Open this post in threaded view
|

Re: How to improve performance of large numbers of successive searches?

Erick Erickson
From this <<< iterate over all of the hits>>> I infer that you're
using a Hits object. This is a no-no when getting more than 100
or so objects. In a nutshell, the query gets re-executed every 100
fetches. So your 2,000 hits are executing the query 20 times.

The Hits object is optimized for returning the top few scoring
documents rather than get the entire result set.

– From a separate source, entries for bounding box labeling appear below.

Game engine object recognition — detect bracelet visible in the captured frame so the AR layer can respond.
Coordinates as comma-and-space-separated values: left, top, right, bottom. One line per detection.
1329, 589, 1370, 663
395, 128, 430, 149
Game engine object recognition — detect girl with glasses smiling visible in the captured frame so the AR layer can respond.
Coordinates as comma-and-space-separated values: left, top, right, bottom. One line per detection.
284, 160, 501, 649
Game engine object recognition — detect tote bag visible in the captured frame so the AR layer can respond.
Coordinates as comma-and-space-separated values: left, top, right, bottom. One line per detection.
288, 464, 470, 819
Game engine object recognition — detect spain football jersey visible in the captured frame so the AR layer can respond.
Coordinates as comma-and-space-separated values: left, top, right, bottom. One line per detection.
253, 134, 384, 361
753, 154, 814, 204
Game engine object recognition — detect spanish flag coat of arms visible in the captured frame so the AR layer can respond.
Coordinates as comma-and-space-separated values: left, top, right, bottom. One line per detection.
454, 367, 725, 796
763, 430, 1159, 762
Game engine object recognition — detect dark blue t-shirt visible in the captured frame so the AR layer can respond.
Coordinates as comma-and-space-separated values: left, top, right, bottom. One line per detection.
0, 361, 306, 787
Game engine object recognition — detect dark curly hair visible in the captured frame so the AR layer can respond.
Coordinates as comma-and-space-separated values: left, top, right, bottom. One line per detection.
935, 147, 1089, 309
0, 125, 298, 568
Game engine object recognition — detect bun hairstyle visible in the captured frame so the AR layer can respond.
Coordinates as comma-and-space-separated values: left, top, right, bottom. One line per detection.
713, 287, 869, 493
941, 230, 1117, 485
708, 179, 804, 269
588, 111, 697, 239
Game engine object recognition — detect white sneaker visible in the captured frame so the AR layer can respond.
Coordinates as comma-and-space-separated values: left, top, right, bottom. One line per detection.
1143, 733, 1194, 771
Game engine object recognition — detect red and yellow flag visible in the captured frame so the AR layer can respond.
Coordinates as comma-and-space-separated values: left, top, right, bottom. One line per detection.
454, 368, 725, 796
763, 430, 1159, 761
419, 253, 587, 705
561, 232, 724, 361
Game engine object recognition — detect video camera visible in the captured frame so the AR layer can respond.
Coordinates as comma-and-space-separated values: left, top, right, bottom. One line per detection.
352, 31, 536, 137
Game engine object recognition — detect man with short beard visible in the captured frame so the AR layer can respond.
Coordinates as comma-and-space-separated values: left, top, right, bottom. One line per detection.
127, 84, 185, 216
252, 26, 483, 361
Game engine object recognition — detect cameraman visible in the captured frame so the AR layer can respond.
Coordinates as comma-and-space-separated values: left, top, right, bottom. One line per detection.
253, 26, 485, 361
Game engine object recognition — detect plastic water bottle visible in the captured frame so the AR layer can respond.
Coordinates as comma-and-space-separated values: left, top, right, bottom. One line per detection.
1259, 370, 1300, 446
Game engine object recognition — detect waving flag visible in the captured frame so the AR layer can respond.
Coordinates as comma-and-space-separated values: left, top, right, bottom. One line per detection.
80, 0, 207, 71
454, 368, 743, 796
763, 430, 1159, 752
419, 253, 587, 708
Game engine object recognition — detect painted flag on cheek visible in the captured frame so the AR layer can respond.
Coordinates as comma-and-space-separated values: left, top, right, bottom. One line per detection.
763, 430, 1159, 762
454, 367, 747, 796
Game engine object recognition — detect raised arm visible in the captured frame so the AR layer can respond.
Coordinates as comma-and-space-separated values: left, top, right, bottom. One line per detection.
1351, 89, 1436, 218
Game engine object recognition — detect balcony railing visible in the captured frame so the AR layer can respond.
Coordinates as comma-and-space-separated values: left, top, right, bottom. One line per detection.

See HitCollector/TopDocs/TopDocCollector etc. for better ways
of doing this.

Also, if you're calling IndexReader.document(i) for each document
you'll inevitably take a lot of time as you're loading all of each document.
Think about lazy field loading (see FieldSelector).

Best
Erick

P.S. If this is totally off base, perhaps you could post some of the
code you think is slow....

On Thu, Apr 10, 2008 at 2:34 PM, Chris McGee <[hidden email]> wrote:

> Hello,
>
> I am building fairly large directories (200-500 MB of disk space) using
> lucene-java. Sometimes it can take upwards of 10-15 mins to create the
> documents and write them to disk using my current configuration. I have
> upgraded to the latest 2.3.1 version and followed many of the
> recommendations offered on the wiki:
>
> http://wiki.apache.org/lucene-java/ImproveIndexingSpeed
>
> These tips have significantly improved the time to build the directory and
> search it. However, I have noticed that when I perform term queries using
> a searcher many times in rapid succession and iterate over all of the hits
> it can take a significant time. To perform 1000 term query searches each
> with around 2000 hits it takes well over a minute. The time seems to vary
> linearly based on the number of searches (ie. 10 times more searches take
> 10 times longer). I tried combining the searches into a BooleanQuery but
> it only shaves off a small percentage (5-10%) of the total time.
>
> I was wondering if there is a faster way to retrieve all of the results
> for my large collections of terms without using more memory and without
> taking more time to build the directory? I already looked at bypassing the
> searcher and using the IndexReader.termDocs() method directly to retrieve
> the documents but there did not seem to be much performance improvement.
> In the majority of my cases I am simplying looking for a large number of
> values to the same field. Also, I'm not interested in scoring results
> based on frequency or weights I need to retrieve all of the results
> anyway.
>
> Any help with this would be great.
>
> Thanks,
> Chris McGee
adb
Reply | Threaded
Open this post in threaded view
|

Re: How to improve performance of large numbers of successive searches?

adb
In reply to this post by Chris McGee
Chris McGee wrote:
>
> These tips have significantly improved the time to build the directory and
> search it. However, I have noticed that when I perform term queries using
> a searcher many times in rapid succession and iterate over all of the hits
> it can take a significant time. To perform 1000 term query searches each
> with around 2000 hits it takes well over a minute. The time seems to vary

If you are searching using Hits = searcher.search() then you should use a
HitCollector, or the TopDocs method instead.  Iterating over Hits will cause the
search to be remade every 100 hits.

Antony



---------------------------------------------------------------------
To unsubscribe, e-mail: [hidden email]
For additional commands, e-mail: [hidden email]

Reply | Threaded
Open this post in threaded view
|

Re: How to improve performance of large numbers of successive searches?

Chris McGee
In reply to this post by Erick Erickson
Hi Erick,

Thanks for the information. I tried using a HitCollector and a
FieldSelector. I'm getting some dramatic improvements gathering large
result sets using the FieldSelector. As it turned out I was able to assume
in many cases that I could break out after a specific field in each
document.

Assuming that I need to gather all result documents each time, what are
the advantages of using a HitCollector over Hits?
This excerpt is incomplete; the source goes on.